The readings for this Pentecost Sunday are filled with the Holy Spirit — from the first reading from Acts: “And they were filled with the Holy Spirit,” to the second reading from 1 Corinthians: “For in one Spirit we were all baptized into one body…and we were all given to drink of one Spirit,” to the Gospel from John, “Receive the Holy Spirit.”
In the first reading from Acts we learn how the Holy Spirit permeates the Church throughout the world. On that first Pentecost, when the Holy Spirit entered all those present, they each heard the Word of God in their native tongues. This is considered to be the absolute beginning of the Church. Thus, Pentecost is the birthday of the Church. From the Catechism of the Catholic Church, second edition #767: “When the work which the Father gave the Son to do on earth was accomplished, the Holy Spirit was sent of the day of Pentecost in order that He might continually sanctify the Church.”

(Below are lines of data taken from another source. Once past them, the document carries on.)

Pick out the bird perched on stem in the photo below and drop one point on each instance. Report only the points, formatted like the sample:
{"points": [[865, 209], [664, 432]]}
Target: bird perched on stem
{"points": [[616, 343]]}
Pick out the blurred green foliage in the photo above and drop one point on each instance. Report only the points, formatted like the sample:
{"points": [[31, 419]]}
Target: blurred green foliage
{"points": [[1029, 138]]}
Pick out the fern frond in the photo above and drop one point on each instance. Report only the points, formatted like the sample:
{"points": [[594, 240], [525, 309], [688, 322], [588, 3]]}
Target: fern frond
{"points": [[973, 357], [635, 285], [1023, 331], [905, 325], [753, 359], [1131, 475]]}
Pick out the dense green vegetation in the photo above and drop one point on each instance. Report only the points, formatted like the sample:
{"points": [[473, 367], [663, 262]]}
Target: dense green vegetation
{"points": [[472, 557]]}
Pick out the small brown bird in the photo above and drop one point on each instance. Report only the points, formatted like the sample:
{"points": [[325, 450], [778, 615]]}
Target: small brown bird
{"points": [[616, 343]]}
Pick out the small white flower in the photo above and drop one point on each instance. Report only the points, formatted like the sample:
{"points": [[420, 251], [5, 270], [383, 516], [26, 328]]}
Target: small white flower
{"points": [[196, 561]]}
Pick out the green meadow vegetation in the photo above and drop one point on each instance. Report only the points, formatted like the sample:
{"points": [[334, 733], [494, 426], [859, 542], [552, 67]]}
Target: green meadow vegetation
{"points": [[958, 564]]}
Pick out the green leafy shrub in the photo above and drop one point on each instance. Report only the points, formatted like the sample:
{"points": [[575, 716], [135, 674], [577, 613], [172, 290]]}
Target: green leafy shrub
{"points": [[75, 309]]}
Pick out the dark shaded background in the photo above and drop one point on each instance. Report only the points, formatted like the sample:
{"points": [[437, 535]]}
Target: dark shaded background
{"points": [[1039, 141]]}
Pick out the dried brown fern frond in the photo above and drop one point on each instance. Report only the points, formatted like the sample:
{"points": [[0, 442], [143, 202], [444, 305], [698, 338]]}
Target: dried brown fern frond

St. Paul’s first letter to the Corinthians was written because of the divisions that had developed among the Christian community in Corinth. In this particular reading Paul speaks of community — community that is cemented by the Holy Spirit, and in which each person, through the stewardship of her or his gifts, contributes to the good of the whole: “To each person the manifestation of the Spirit is given for the common good.” This is in effect the universal call to each of us to be good stewards: to recognize that we are gifted by God through the Holy Spirit, and that we are an intricate part of the Body of Christ. “As a body is one though it has many parts, and all the parts of the body, though many, are one body, so also Christ.”
It is in the Gospel of John nonetheless that we can grasp the completeness of the Holy Spirit. As stated Jesus announces Himself — greets the disciples — by saying “Peace be with you.” Jesus is not hoping that they will feel the peace of His presence; He is gifting it to them. That is important to understand — His greeting is not a wish; it is a gift. What he said most likely was “Shalama,” the Aramaic version of the Hebrew Shalom. Some words just do not translate well, and this is one of them. Yes, Shalama means “peace,” but it means much more than that. It is a greeting and a farewell. It means “complete peace.” It is a feeling of contentment, completeness, wholeness, wellbeing, and harmony. In fact, Aramaic scholars say it means all of the following: completeness, wholeness, health, peace, welfare, safety, tranquility, prosperity, perfectness, fullness, rest, harmony, the complete absence of discord.
This is the Lord’s gift to us as well. Everything in that word Shalama is what we strive for. It is through stewardship, through our ability to find our place in the Body of Christ through the Holy Spirit, that we might achieve the kind of peace Jesus presents to us.